Access to the content on a share, is controlled using file system access control lists (ACL). For details, see Setting POSIX ACLs on a Samba Share


Configuring User and Group-based Share Access

Share-based access control enables you to grant or deny access to a share for certain users and groups. For example, to enable all members of the Domain Users group to access a share while access is denied for the example_user account, add the following parameters to the share's configuration:

       valid users = +SAMDOM\"Domain Users"
       invalid users = +SAMDOM\example_user

The invalid users parameter has a higher priority than the valid users parameter. For example, if the example_user account is a member of the Domain Users group, access is denied for this account in the previous example.

For further details, see the parameter descriptions in the smb.conf(5) man page.
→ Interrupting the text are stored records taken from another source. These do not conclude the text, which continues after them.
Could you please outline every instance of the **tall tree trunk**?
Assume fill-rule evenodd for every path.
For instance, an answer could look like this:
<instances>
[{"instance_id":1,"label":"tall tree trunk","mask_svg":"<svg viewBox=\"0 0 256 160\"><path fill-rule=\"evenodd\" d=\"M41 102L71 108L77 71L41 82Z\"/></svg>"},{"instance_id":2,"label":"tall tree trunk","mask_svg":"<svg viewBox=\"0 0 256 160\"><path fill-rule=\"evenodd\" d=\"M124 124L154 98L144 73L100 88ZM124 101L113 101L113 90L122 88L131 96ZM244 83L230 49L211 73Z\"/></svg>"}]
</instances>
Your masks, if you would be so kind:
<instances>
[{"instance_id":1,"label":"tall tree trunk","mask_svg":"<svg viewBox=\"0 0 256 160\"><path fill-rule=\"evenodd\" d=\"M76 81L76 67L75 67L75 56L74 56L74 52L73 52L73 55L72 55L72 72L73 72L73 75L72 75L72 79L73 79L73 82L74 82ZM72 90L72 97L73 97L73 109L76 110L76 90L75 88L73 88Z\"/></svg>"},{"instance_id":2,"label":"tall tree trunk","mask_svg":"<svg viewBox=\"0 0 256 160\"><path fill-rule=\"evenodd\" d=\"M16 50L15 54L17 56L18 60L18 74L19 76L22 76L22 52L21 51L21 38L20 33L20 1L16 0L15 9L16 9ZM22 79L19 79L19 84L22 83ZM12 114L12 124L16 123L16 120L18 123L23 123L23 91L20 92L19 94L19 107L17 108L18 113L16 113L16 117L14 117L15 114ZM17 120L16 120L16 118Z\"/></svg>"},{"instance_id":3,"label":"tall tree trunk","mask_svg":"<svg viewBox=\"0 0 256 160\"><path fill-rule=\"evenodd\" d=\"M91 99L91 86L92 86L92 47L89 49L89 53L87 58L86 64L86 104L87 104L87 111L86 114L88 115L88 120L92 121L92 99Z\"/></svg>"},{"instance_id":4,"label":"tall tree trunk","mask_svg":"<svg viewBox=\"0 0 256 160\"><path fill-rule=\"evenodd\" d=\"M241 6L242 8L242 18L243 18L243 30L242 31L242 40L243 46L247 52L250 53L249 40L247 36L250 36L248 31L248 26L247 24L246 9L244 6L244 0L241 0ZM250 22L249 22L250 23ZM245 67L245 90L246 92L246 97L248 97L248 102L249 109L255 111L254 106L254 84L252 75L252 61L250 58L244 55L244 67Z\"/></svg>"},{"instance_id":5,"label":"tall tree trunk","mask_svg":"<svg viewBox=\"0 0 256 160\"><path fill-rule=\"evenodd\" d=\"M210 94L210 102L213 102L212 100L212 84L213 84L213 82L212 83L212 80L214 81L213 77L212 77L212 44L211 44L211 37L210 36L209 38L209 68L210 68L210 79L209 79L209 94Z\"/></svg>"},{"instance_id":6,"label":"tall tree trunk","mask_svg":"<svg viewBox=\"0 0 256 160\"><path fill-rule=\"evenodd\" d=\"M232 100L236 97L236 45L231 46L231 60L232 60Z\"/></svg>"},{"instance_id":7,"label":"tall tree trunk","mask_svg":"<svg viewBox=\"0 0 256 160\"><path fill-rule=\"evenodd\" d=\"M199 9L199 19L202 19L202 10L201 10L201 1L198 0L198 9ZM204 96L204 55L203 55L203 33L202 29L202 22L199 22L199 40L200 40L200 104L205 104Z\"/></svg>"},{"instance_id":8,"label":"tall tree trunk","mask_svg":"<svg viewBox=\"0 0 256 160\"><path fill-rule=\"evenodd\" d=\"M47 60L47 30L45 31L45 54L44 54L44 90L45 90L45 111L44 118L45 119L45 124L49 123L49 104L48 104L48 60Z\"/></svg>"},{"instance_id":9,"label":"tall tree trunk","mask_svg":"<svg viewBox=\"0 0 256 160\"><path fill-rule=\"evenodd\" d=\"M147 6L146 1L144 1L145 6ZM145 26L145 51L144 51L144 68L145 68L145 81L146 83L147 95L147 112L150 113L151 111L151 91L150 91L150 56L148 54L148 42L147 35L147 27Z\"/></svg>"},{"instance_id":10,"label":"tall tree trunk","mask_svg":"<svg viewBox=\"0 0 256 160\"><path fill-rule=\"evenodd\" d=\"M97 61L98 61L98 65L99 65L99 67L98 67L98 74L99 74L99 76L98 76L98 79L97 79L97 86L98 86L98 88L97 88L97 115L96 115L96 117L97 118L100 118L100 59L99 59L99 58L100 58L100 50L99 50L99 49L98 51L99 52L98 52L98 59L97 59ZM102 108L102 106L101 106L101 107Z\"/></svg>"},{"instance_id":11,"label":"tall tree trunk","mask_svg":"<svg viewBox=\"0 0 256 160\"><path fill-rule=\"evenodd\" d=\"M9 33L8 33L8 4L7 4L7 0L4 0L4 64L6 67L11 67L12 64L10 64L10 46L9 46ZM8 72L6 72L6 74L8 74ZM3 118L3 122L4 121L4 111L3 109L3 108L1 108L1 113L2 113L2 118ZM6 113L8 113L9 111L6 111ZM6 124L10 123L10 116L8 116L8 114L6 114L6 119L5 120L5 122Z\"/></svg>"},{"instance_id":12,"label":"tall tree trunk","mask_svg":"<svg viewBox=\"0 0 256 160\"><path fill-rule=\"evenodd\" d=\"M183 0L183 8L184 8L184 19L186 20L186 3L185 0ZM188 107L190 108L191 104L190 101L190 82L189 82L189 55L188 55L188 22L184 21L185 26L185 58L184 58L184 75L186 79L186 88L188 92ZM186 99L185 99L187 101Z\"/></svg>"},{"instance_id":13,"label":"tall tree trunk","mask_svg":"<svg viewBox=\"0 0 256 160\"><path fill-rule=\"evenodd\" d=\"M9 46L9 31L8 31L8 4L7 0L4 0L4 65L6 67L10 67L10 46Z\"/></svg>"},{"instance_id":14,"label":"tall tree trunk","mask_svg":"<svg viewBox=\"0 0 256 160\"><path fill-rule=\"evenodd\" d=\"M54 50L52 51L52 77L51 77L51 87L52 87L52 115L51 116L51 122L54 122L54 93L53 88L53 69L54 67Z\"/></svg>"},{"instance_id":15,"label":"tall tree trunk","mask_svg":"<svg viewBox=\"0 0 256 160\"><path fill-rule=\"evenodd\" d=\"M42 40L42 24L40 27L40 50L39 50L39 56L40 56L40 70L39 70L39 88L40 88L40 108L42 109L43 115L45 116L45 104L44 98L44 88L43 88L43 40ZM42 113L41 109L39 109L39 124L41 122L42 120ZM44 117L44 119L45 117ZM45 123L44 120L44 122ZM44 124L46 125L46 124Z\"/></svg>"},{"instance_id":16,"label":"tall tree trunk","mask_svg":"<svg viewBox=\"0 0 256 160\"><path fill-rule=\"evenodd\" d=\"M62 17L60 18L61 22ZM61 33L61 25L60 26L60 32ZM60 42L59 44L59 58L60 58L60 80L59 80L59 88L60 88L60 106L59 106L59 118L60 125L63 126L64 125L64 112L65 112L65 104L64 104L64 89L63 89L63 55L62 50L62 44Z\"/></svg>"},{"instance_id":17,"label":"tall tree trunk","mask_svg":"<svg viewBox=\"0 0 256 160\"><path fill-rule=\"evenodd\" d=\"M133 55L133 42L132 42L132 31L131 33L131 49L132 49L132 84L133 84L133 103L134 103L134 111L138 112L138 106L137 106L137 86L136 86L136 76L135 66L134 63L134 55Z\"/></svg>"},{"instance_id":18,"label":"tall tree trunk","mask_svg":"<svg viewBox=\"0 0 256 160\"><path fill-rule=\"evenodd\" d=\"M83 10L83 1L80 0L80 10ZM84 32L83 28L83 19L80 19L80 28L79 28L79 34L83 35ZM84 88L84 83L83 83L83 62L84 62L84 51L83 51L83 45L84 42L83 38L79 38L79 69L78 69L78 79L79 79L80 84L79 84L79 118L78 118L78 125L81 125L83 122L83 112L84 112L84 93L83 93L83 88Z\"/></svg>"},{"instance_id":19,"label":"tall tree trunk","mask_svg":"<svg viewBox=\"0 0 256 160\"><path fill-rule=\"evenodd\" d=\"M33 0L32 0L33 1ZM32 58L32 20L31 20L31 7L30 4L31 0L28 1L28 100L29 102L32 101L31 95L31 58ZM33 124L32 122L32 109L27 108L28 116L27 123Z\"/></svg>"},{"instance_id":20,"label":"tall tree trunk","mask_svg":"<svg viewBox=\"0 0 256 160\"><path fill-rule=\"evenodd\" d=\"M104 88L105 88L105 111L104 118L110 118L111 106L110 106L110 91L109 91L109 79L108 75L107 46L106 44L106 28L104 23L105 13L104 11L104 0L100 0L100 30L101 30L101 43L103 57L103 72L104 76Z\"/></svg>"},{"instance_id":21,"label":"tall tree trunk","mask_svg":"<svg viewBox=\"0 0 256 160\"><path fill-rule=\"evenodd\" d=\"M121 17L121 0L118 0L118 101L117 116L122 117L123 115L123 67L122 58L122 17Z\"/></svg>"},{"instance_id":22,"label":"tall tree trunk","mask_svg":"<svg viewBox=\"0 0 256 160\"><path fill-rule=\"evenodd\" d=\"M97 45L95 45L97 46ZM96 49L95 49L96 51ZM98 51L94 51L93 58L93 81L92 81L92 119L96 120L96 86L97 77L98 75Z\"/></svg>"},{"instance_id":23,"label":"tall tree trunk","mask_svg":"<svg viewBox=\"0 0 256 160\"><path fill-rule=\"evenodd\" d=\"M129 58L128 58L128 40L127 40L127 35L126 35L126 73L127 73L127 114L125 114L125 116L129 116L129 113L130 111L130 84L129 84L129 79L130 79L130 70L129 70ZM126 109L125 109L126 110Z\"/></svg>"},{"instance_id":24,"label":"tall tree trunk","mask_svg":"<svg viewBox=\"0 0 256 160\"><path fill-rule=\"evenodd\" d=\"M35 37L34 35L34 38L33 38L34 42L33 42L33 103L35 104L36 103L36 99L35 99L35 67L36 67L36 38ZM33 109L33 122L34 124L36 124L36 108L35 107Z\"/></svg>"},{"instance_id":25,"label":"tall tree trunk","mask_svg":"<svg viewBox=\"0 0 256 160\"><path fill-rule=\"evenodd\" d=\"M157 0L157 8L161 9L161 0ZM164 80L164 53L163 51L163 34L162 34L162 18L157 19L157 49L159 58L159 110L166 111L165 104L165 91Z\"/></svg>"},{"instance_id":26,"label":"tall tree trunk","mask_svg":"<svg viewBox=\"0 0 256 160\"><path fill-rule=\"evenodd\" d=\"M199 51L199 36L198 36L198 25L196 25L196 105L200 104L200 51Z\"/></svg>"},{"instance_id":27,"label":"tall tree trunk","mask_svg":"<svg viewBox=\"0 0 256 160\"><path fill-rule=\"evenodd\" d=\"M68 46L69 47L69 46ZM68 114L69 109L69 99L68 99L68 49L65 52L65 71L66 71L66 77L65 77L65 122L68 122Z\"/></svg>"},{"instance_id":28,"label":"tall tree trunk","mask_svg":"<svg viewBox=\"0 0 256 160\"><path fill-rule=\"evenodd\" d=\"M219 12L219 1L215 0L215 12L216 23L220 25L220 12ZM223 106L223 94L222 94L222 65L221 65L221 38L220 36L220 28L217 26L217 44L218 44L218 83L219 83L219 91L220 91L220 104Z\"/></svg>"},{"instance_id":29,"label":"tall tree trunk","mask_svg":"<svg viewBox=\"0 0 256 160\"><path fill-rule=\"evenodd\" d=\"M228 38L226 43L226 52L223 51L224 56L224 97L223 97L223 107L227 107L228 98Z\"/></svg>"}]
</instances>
Configuring Host-based Share Access

Host-based access control enables you to grant or deny access to a share based on host names, IP addresses, or IP ranges. For example, to enable the 127.0.0.1 IP address, the 10.99.0.0/24 IP range, and the GoodHost host name to access a share, and additionally deny access to the code>BadHost</code> host name, add the following parameters to the share's configuration:

       hosts allow = 127.0.0.1 10.99.0.0/24 GoodHost
       hosts deny = BadHost

The hosts deny parameter has a higher priority than the hosts allow parameter. For example, if the BadHost resolves to an IP address that is listed in the hosts allow parameter, access to this host is denied.

For further details, see the parameter descriptions in the smb.conf(5) man page.